We had our bi-monthly company hack day last week. I had the pleasure of teaming up with a colleague who isn’t in engineering (yet), but would love to move into the backend engineering space. We took a low-hanging fruit problem and split the work between backend and frontend by popping down some post-it notes to describe the system.

They did a fantastic job building the three API routes required and I was particularly impressed at how methodically they talked through the logic of each method; they definitely have the aptitude to make a great developer. We hooked it all up to the frontend and gave it a good test.

When it was all working as expected, we went on a little refactoring journey. The idea of make it work, then make it good really resonated. With an established functional benchmark, we switched focus from end-user #1 (the API consumer), to end-user #2 (the next reader of your code).

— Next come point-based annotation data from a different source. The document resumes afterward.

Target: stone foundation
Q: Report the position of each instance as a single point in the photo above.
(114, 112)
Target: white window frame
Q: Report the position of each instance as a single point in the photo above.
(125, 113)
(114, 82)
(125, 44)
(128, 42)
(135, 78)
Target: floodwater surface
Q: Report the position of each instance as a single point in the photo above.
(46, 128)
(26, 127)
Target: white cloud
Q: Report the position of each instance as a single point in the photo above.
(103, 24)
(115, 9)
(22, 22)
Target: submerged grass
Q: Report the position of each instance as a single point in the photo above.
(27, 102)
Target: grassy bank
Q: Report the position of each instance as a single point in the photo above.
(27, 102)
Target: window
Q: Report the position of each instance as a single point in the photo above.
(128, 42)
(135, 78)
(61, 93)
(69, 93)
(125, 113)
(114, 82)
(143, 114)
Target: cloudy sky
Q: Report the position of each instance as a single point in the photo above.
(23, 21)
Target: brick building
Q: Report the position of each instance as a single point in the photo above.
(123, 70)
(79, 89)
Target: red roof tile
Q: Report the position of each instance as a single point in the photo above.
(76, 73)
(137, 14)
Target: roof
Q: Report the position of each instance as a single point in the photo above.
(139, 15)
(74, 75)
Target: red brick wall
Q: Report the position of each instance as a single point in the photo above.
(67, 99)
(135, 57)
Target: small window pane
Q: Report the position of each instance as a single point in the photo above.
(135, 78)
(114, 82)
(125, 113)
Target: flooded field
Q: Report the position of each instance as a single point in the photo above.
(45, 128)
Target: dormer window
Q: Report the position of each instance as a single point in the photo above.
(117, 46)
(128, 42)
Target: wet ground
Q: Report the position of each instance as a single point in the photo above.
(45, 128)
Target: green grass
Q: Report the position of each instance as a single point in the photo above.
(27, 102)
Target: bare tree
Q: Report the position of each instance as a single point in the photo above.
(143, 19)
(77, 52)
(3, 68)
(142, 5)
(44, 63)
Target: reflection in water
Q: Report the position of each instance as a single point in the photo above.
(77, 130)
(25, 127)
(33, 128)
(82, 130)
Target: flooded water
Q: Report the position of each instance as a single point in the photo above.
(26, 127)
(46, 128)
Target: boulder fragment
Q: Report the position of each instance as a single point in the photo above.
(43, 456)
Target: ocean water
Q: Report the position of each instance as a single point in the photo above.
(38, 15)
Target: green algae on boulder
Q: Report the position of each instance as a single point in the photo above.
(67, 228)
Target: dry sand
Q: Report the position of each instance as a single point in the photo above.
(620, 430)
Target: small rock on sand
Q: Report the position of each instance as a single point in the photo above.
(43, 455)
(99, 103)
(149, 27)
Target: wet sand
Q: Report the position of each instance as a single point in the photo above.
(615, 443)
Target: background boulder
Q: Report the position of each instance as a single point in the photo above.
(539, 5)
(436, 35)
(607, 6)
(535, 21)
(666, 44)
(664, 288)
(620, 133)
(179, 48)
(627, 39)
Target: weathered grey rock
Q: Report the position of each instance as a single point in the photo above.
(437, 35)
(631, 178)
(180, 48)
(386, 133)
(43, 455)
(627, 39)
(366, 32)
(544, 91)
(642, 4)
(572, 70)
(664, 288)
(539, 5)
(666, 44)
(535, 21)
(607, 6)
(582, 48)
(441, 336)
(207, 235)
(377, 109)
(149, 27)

There were a good number of traditional for loops in use, which, although worked, weren’t particularly clear and were the cause of a few early logical bugs. So we looked to switch them out for array methods, a subject I realised I wrote about following some internal training I gave some seven years ago. Array methods really were the penny dropping moment for me, when it came to getting confident with JavaScript. In HTML, 90% of stuff is elements. In JavaScript, 90% is stuff is objects or objects masquerading as arrays. Objects and arrays are simply containers of data, and once you learn how to squash and shape data from one format into another, you can tackle all manner of problems.

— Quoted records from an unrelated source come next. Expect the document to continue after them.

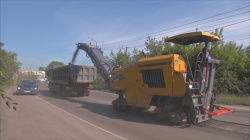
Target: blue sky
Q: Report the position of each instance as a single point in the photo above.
(41, 31)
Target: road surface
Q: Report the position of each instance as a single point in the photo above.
(48, 116)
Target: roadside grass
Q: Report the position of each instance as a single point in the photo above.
(231, 99)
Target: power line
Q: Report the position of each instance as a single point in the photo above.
(126, 42)
(113, 48)
(178, 26)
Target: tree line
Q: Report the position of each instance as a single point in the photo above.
(232, 74)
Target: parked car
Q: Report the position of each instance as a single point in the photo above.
(27, 87)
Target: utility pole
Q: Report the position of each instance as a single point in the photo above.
(93, 40)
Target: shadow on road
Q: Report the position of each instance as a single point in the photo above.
(135, 115)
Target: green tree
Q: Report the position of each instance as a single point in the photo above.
(41, 68)
(8, 65)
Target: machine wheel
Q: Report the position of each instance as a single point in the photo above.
(80, 93)
(87, 93)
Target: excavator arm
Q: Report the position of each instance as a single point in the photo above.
(97, 57)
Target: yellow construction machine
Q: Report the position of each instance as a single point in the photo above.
(178, 91)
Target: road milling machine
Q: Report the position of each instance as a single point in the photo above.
(178, 91)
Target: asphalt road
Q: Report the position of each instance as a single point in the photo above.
(48, 116)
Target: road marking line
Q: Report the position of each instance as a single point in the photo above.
(82, 119)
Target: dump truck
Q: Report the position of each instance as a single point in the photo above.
(179, 92)
(71, 79)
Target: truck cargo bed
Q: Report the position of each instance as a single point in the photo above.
(73, 74)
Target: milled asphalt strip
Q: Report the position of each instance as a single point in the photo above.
(82, 119)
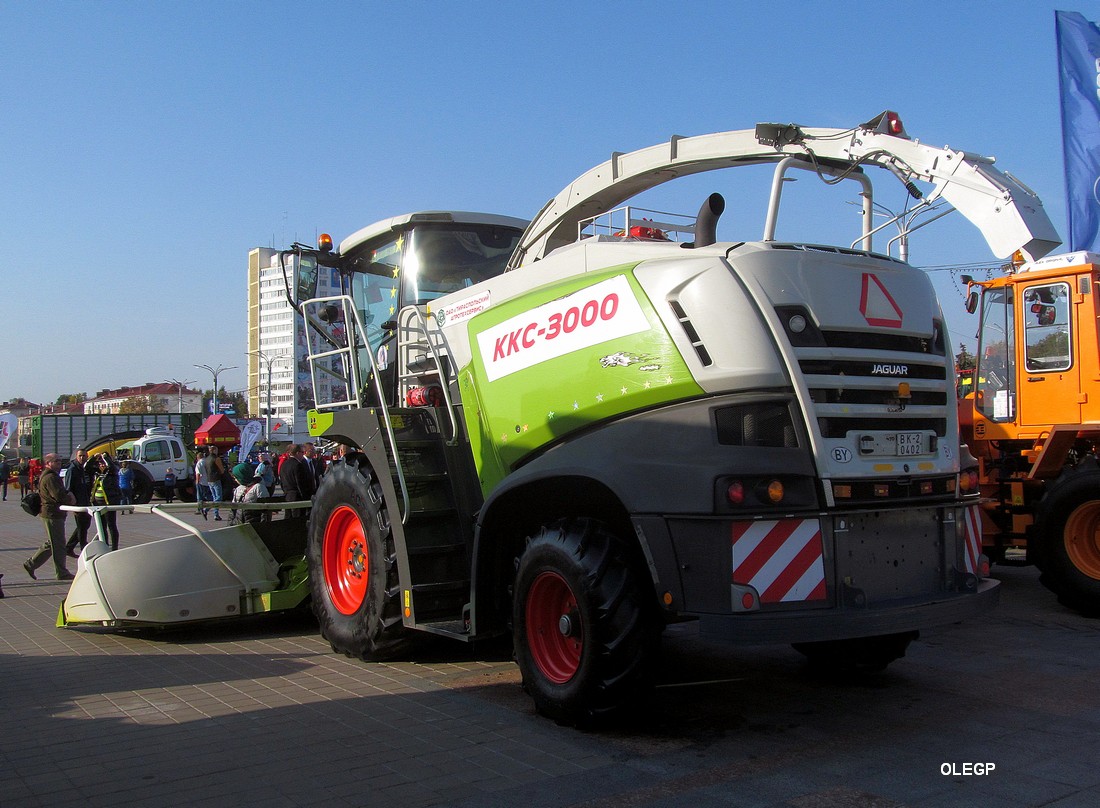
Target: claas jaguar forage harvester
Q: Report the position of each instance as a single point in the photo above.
(631, 422)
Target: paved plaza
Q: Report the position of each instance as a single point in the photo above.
(262, 712)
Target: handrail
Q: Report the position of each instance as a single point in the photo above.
(444, 378)
(355, 342)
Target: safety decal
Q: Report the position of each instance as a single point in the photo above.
(463, 309)
(877, 306)
(604, 311)
(971, 522)
(780, 559)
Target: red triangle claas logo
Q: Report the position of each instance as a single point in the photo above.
(877, 306)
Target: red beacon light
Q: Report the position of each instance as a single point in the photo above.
(889, 123)
(640, 231)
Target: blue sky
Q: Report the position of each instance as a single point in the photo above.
(145, 147)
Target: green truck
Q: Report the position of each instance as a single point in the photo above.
(580, 430)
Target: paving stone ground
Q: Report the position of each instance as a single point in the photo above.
(262, 714)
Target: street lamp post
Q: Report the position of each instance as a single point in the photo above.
(216, 372)
(267, 361)
(179, 389)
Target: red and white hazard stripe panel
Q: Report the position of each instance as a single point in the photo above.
(780, 559)
(971, 522)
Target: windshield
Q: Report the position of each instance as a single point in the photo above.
(417, 265)
(996, 390)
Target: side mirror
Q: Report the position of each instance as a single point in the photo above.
(305, 277)
(971, 301)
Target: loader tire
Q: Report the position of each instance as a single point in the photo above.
(353, 565)
(586, 639)
(1068, 530)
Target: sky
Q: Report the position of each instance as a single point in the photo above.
(145, 147)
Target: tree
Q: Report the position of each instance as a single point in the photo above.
(237, 401)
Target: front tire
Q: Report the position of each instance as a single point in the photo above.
(586, 639)
(353, 565)
(1068, 529)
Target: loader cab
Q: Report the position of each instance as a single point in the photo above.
(1030, 357)
(403, 262)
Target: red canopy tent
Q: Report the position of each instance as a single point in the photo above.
(218, 431)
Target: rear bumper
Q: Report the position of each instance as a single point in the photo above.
(883, 618)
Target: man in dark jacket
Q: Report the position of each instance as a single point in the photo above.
(54, 495)
(78, 480)
(295, 478)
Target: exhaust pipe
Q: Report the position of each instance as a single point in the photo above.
(706, 222)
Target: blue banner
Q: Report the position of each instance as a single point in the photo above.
(1079, 81)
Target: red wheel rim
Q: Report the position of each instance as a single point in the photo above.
(345, 560)
(553, 628)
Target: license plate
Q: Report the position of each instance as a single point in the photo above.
(910, 443)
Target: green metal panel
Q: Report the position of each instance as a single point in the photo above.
(560, 358)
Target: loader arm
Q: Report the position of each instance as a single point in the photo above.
(1010, 216)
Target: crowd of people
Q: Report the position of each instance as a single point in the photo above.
(102, 480)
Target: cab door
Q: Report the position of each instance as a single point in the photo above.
(1049, 369)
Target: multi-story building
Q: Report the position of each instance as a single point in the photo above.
(279, 386)
(163, 397)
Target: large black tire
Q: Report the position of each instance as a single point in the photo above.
(353, 565)
(860, 654)
(1068, 531)
(586, 639)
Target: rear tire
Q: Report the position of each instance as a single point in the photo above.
(585, 638)
(353, 565)
(1068, 530)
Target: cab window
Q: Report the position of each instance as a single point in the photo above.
(1046, 328)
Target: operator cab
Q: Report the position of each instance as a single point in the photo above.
(391, 272)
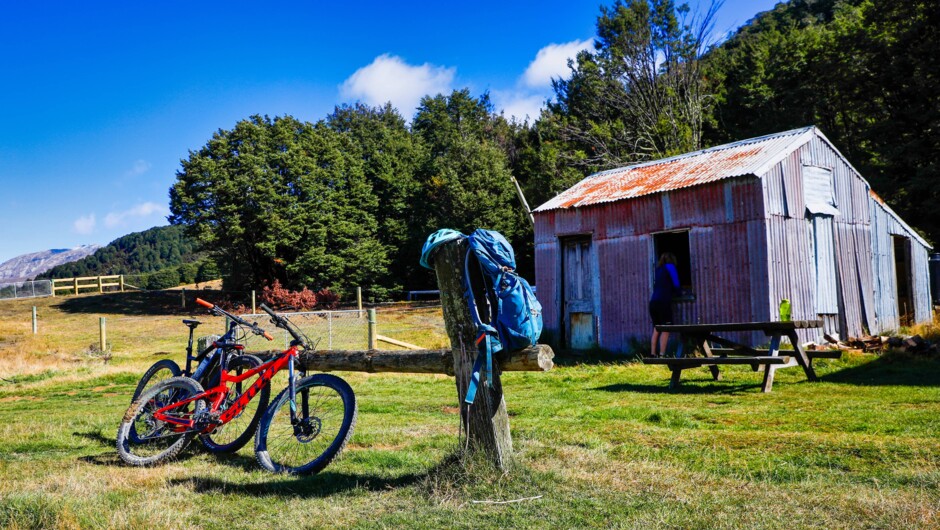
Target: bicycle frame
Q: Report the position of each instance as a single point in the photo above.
(265, 373)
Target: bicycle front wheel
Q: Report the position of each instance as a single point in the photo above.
(154, 440)
(326, 415)
(159, 372)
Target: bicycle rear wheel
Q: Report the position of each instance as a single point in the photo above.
(326, 413)
(156, 440)
(233, 435)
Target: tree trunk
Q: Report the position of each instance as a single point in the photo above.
(486, 421)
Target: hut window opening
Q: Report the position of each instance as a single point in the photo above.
(678, 244)
(818, 191)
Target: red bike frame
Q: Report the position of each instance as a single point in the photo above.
(267, 372)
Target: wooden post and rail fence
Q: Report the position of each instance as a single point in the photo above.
(75, 285)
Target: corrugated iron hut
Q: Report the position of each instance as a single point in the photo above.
(751, 223)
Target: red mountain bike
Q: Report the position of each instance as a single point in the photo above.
(302, 430)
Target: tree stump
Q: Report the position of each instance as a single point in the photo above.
(485, 421)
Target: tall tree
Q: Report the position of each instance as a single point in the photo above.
(282, 199)
(641, 94)
(465, 178)
(390, 157)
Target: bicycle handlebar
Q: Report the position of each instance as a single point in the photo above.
(240, 321)
(282, 323)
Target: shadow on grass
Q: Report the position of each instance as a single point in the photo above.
(900, 369)
(96, 436)
(319, 485)
(687, 388)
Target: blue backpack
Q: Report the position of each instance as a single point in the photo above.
(513, 314)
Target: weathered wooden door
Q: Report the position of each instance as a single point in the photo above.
(578, 289)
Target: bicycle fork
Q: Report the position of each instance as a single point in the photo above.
(301, 422)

With this mindset, state-based frameworks don’t seem all that scary. You fetch some data, squash it about a bit from the shape the backend provided into a shape you’re happy with, then pass it to a component to show the properties you wish to show. DOM scripting makes more sense; if you querySelectorAll gives you an array-like entity, and querySelector gets you an object-like entity. You can access data attributes with the dataset property, much like any other object. Streams, web audio, geolocation and web storage are all data that can be wrangled and squashed into any shape you need.

Remember, most websites are just a list of things, or a single thing. An array of objects, or an object. It’s data all the way down.